Now, when he gets off the phone to celebrate his "victory" of duping the old man into sending him more money for crack, i remember it was one of those moments in my life when time slows down for me to savor my disgust for another human being, as each inflection in their voice and wrinkle on their face sends static down each and every one of my vertebrae and then in turn, presses my embarrassment-for-you button and makes a blender out of my stomache. I remember his happiness being equivalent to that of a guy who just won a turd eating contest, yeah the trophy's nice, but you're still full of shit.It was such a vomit-inducing glimpse into a future i would never want and at that point was scared might be the case due to the amount of poisons i had been putting into my bloodstream. This man served as a human stop sign in those few moments of his temporary happiness.I will never become that.

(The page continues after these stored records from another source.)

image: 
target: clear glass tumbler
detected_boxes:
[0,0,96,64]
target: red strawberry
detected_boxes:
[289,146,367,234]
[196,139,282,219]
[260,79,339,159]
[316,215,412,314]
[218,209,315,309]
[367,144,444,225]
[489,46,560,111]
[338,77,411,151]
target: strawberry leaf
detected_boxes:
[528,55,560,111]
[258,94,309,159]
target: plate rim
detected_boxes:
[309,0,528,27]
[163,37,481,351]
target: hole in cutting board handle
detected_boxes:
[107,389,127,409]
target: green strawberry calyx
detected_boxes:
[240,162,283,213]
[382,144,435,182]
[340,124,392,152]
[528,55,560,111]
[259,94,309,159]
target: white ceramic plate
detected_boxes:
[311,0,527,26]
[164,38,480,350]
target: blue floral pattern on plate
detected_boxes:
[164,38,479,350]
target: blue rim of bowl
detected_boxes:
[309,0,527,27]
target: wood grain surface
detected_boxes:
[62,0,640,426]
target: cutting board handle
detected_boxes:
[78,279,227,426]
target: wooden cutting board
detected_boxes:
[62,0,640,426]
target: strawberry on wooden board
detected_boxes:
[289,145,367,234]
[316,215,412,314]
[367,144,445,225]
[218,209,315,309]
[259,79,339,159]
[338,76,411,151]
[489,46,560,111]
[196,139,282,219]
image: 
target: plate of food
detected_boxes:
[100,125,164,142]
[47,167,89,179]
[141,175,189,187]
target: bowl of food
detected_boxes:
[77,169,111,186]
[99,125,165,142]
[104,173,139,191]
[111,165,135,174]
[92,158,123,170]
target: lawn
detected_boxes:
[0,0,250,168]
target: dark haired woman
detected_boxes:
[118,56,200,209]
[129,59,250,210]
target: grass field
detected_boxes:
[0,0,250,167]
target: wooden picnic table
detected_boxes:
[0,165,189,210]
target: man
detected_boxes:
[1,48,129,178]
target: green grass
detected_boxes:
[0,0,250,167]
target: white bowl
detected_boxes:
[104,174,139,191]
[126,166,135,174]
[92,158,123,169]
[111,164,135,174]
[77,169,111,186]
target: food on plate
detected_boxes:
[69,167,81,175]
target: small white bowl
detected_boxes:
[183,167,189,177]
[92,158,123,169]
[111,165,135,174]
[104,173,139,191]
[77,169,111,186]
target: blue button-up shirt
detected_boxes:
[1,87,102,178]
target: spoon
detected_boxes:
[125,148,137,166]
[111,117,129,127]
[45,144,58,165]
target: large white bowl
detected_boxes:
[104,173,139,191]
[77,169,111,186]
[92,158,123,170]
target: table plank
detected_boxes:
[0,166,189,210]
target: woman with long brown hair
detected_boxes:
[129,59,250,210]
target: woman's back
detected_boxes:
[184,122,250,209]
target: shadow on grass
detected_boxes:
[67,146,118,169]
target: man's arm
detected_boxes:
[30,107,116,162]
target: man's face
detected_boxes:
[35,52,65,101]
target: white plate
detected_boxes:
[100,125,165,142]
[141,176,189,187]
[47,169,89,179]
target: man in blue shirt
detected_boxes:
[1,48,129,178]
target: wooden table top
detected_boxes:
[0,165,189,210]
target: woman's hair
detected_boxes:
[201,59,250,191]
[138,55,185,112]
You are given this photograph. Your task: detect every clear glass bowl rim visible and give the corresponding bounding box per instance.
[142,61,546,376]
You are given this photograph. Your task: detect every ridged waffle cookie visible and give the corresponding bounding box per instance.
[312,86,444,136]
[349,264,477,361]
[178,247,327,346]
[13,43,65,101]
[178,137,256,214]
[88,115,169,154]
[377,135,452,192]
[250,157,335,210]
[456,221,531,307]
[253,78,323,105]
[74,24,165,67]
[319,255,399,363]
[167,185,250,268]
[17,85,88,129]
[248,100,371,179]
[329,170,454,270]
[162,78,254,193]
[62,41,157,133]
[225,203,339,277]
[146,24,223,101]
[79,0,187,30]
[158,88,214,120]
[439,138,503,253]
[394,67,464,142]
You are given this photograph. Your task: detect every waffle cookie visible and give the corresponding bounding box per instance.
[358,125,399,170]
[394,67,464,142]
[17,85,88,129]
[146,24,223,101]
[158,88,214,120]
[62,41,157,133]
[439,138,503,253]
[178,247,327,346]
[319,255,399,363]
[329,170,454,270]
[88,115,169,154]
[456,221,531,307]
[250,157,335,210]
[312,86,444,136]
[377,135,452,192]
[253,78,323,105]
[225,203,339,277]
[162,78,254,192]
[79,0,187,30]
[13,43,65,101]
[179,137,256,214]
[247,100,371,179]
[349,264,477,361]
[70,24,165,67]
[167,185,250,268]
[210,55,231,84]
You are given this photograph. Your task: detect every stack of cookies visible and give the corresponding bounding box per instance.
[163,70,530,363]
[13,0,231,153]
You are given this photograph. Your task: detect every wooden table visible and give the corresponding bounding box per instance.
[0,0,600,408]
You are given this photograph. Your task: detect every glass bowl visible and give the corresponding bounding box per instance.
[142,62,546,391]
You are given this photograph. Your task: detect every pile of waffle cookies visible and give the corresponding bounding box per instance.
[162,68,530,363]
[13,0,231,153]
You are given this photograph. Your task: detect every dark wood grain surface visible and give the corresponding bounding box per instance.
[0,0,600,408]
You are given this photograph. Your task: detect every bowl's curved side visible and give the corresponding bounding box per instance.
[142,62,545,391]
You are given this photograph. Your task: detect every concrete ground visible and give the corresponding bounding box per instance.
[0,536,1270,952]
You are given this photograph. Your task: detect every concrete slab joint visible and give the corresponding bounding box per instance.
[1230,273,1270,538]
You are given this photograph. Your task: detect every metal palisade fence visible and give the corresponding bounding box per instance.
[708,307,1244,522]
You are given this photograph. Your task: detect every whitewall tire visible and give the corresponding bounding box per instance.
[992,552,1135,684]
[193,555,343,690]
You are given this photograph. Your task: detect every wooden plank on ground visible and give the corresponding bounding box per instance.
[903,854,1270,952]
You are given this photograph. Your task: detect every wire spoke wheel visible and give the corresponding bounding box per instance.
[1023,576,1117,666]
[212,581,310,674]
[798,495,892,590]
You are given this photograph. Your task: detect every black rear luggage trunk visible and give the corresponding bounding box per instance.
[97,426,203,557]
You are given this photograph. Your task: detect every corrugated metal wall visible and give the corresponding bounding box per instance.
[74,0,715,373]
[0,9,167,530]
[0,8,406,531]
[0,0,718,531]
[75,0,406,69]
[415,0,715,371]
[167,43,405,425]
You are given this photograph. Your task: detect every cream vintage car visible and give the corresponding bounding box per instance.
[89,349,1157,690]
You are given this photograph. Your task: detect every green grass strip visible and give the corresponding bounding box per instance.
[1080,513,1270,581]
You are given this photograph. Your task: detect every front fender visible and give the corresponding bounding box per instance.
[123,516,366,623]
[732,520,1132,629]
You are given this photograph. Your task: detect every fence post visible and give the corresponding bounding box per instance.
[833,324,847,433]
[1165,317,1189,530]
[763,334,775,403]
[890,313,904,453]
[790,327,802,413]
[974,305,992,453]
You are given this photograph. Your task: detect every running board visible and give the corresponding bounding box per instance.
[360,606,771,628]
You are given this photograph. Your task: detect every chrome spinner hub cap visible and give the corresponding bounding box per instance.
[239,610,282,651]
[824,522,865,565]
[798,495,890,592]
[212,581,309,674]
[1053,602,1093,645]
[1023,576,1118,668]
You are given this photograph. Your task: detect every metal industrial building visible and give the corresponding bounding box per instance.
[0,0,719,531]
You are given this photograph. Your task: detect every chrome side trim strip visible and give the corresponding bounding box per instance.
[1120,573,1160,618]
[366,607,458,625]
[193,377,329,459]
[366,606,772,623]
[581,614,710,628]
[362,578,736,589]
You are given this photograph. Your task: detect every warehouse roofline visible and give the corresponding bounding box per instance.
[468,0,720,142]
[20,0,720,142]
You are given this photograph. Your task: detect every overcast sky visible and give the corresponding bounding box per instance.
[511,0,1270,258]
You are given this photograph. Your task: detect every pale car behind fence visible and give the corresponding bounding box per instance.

So now Ted wants to celebrate further and purchase some ice cream and hot dogs or something along those line, so we stop at a typical Florida shopping center.This is when i secretly proceed to recruit Red for my inevitable coup. I inform him that we need this guy, his van, and his highly addictive altoids as much as we need a tumor or a bad case of diarrhea. My plan is to continue down to Key West sans this lousy gent who has already rubbed me like sandpaper.
After much persuasion and pointing out the fact that this guy was the last person on this fucking planet that i wanted to be traveling in a shady van with,Red finally conceded and off we went towards Key West thumbs-a-blazing down the highway right at the northernmost tip of where the Conch Republic begins.We walk on for maybe a mile and of course here comes the scumbag mobile pulling over to the side of the road and Ted starts pleading for Red to get into the car and trying to persuade him to just ditch me. Red’s not really buying it, although is thinking it might be a good idea for both of us to ride with this guy down there and then ditch him.Our options soon become more limited when i begin reciting some words that had been swimming around in my head at this jerk's shadowy face at the window and begin pointing out the fact that we will never become him,we were a different breed.I wish i could remember verbatim what was said, because as he drove off in a speedy fashion, I definitely had that feeling as if the words that geysered out of my mouth hit the nail right on the head.
So finally rid of this piece of shit in a man suit, off we were, me and Red singing songs as the sun sets while walking along Henry Flagler's failed rail line with the ocean breeze wafting the scents that only salt water and highway can provide. For a while there we lose a little hope due to the lack of rides and we wander into a bowling alley just for shits and giggles, well mostly for hydration, we were a couple of parched puppies. So, we went in and got our fill of water and shot the shit with the overweight couple behind the counter via exchanged laughs and whatnot, which gained us some free soda as well. Soon after, I believe we got a ride further up to one of the keys, but i can't remember which one. I do remember walking into a somewhat fancy restaurant buffet and sticking out like two sore thumbs on one very well washed hand, as Red began sampling all sorts of cheeses and food items until we were told that it was not the proper protocol for eating at this particular buffet.At the first request for currency we found the exit and were southbound once again.
It was well into the night and we had walked our fair share of miles, when a pickup truck pulled over to the side of the road.And offered us some covered ground all the way to Duvall street . Duvall being the heart of our destination and two hours away.